St Michael's Church is the parish church of Garton, a village in the East Riding of Yorkshire, in England.

A church in Garton was recorded in the Domesday Book. The oldest part of the current building is the north wall, which is 12th century. The tower was constructed in the early 13th century, followed later in the century by the chancel. The south aisle and south chapel were built in the 14th century, and the porch in the 15th century. The church was recorded as being in poor repair in 1578, following which it was restored and the windows replaced. The building was again restored in the late 17th century, while in 1820 a mausoleum was built on the north side of the church, and around 1840 two windows were added to the south side of the nave. Around 1850, the mausoleum was demolished and the new windows blocked up, then in 1887 the whole building was restored by Smith & Brodrick. In 1929, the roofs were replaced and a further window was created in the nave. The building was grade I listed in 1966.

The church is built of cobbles with freestone dressings, and the porch is in brick.

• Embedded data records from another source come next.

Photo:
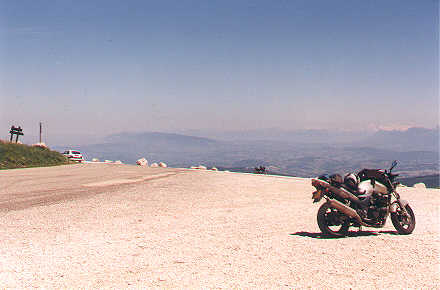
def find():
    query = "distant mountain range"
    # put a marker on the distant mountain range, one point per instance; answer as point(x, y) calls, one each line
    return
point(416, 149)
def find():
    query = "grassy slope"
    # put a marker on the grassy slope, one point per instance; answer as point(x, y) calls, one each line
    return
point(21, 156)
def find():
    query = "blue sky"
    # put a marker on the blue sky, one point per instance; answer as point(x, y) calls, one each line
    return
point(99, 67)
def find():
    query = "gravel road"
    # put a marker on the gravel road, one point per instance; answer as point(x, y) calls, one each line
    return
point(120, 226)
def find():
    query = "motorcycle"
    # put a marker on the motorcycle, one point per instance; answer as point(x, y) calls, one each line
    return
point(363, 199)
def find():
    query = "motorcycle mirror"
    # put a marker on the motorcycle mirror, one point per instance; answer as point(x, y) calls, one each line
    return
point(393, 164)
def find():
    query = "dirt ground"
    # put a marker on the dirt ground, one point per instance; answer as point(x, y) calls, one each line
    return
point(120, 226)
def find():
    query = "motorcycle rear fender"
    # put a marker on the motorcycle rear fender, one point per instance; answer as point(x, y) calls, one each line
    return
point(394, 205)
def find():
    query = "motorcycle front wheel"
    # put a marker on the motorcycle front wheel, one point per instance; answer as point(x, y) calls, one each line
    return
point(404, 224)
point(331, 222)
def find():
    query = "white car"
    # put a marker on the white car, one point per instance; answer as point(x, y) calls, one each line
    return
point(74, 155)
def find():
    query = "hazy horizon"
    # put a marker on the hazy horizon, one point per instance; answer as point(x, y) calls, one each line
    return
point(96, 68)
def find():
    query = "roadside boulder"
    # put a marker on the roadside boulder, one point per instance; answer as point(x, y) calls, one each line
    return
point(142, 162)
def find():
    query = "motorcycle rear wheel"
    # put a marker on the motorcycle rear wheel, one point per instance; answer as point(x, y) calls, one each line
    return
point(404, 224)
point(331, 222)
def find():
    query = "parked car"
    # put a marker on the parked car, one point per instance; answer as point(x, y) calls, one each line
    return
point(74, 155)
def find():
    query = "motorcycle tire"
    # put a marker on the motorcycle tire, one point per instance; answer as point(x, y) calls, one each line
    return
point(329, 221)
point(404, 225)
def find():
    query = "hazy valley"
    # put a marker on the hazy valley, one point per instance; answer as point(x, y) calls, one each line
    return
point(298, 153)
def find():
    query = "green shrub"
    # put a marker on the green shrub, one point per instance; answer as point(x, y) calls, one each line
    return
point(21, 156)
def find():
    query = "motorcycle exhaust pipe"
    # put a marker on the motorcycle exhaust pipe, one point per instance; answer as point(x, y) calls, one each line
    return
point(346, 210)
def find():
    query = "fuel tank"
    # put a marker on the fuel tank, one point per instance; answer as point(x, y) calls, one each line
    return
point(368, 187)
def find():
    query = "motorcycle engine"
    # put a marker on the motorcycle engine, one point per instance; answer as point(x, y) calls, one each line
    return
point(378, 208)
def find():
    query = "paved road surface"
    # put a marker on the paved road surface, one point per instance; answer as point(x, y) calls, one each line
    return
point(119, 226)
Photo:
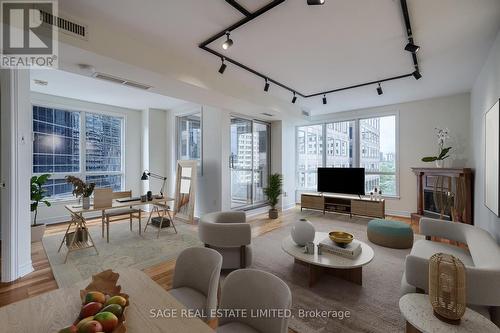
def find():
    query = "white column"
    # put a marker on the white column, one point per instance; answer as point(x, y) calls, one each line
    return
point(16, 164)
point(145, 149)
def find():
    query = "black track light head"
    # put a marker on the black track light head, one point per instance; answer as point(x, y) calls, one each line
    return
point(416, 74)
point(228, 43)
point(222, 66)
point(379, 90)
point(410, 47)
point(315, 2)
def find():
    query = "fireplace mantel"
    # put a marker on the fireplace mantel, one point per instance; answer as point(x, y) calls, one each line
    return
point(426, 178)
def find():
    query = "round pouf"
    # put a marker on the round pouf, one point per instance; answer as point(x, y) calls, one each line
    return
point(303, 232)
point(393, 234)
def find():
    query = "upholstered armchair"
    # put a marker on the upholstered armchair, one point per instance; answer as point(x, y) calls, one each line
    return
point(481, 260)
point(230, 235)
point(196, 280)
point(252, 289)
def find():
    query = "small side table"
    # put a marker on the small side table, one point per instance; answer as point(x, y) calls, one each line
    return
point(417, 310)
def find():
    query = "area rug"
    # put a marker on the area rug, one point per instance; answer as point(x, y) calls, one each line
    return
point(125, 249)
point(373, 307)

The church consists of a nave, a south aisle, a south porch, a chancel and a west tower. The tower, which is unbuttressed, has two stages, a double-chamfered plinth, lancet windows, and lancet bell openings. The porch has a pointed arch on grotesque corbels and a hood mould, and the doorway is round-headed. The east window has three lights and Perpendicular-style tracery. Inside, there is a late mediaeval screen and an octagonal mid-13th century font.